To clarify the distinction, suppose a situation in which the scale of the economy was so small that the efficient prices for water and air were zero. Population doubles and so does per capita resource use so that the total throughput has increased by a factor of four. It now turns out that the efficient prices for air and water are no longer zero, but some positive numbers, perhaps large. But large or small they are the efficient prices and we are at a Pareto optimum. In both cases prices are right. Does it not still make sense for someone to ask are we better off or worse off now that we have to pay for air and water, compared to back when they were free goods? Do the benefits of the larger scale outweigh the costs? Might we not have increased costs more than benefits in growing to this larger scale? That is a perfectly obvious and sensible question, and economists cannot answer it.
The central policy issue is to limit scale -- preferably at the optimal level, of course, but for a start any sustainable level will do. Since the present scale is beyond all sustainable levels we must reduce scale, and to begin reducing scale we must first stop it from growing larger.
The impact on the environment comes from the scale of throughput that can be decomposed into three factors
T=P x Y/P x T/Y
where T = throughput; P = population; and Y = national income. In other words, environmental impact (T), equals population (P), times affluence (Y/P or per capita income), times technology (T/Y, or throughput intensity of income).
Since an x% change in any of the three factors will give an x% change in the product, it follows that in an arithmetic sense all three factors are of equal importance. Nevertheless, it makes sense to ask in any concrete situation which factor is most likely to permit an x% change. As a very broad generalization one could say that the South has the most room for an improvement in P (reducing population growth rates); the North has the most room for improvement in Y/P (reducing per capita consumption); and the formerly communist East has the most room for an improvement in T/Y (reducing the throughput intensity of technology). But again, all countries need to pay attention to all three factors.

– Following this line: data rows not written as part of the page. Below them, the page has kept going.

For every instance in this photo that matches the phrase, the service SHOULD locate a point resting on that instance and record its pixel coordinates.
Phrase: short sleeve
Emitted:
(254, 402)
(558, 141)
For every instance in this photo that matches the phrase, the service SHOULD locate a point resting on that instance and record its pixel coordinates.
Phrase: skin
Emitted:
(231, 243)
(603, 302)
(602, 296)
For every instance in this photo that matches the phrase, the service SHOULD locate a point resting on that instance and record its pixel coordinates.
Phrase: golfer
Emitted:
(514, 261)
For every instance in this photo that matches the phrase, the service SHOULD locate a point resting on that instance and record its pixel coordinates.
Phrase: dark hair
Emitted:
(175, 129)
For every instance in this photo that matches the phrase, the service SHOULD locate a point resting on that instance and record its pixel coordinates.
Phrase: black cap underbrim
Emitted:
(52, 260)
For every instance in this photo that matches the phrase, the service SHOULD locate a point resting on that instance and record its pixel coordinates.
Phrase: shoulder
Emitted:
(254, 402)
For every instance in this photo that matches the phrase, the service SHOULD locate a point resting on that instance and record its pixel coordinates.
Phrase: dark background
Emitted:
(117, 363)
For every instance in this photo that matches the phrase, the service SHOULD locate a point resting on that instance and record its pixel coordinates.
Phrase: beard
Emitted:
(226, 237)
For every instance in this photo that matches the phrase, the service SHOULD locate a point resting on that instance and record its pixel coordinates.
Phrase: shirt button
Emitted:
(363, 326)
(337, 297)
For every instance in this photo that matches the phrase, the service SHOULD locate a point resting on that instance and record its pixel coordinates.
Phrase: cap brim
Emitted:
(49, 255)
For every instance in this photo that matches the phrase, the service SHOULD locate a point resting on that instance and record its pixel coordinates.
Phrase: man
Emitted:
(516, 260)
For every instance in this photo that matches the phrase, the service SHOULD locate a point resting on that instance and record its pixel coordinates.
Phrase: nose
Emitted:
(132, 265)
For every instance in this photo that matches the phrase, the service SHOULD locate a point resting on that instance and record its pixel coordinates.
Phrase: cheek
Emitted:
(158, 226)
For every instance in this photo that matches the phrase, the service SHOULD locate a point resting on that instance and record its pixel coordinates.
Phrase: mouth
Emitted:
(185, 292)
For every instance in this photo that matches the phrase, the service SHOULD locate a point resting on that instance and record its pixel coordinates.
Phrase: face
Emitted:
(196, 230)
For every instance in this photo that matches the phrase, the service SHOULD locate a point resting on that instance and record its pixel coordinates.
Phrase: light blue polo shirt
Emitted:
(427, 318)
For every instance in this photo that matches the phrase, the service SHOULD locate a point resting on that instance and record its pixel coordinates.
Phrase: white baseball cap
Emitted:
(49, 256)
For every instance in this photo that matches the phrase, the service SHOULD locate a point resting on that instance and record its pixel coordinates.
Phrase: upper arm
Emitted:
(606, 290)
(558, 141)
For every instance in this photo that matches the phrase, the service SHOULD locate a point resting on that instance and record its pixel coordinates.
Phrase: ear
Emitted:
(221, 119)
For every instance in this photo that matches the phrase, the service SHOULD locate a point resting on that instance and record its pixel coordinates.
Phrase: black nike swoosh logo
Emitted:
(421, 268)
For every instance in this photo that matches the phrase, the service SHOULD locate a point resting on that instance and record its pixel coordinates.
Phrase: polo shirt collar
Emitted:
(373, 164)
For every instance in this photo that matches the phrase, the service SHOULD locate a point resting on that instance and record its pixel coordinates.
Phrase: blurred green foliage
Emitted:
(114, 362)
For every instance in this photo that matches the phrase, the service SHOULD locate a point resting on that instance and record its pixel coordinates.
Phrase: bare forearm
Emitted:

Nevertheless, many economists tell us that technology will solve the problem, with no need to reduce population or affluence. For the world as a whole, some orders of magnitude are instructive in indicating just how much faith in technology is required to accept this proposition. P is projected to double in roughly the next 40 years. Per capita GNP in the high-income countries is on the order of 23 times higher than for the low- and middle- income countries (i.e., 23 = $18,330/$800, from Table A.2, World Development Report 1991). If the goal is for the poor to catch up with the rich, and there is no further increase in the average per capita income of the rich countries over the next 40 years, then to avoid greater impact on the environment than today, technology would have to improve by a factor of about 2 x 23 = 46. Is it feasible to increase the efficiency of our total use of the environment by 46 times? The Brundtland Report called for increasing the size of the economy by a factor of five to ten. They did not say how much of that they hoped to get from an improvement in technology (development), and how much would come from throughput increase (growth). Suppose unrealistically that the full factor of ten increase could come entirely from efficiency improvement. That would still leave a factor of 4.6 to be made up by a decrease in population or affluence, just to keep throughput constant at the present already unsustainable level. Alternatively, we could experience a 4.6- fold increase in throughput with population and affluence remaining the same. And this whole calculation assumes that the rich countries do not increase their per capita income beyond the 1989 figure of $18,330 during the 40 years that it takes for population to double. So far the rich have shown no willingness to stand still while the poor catch up. And the standard doctrine is that the rich should grow more, to provide markets for the poor.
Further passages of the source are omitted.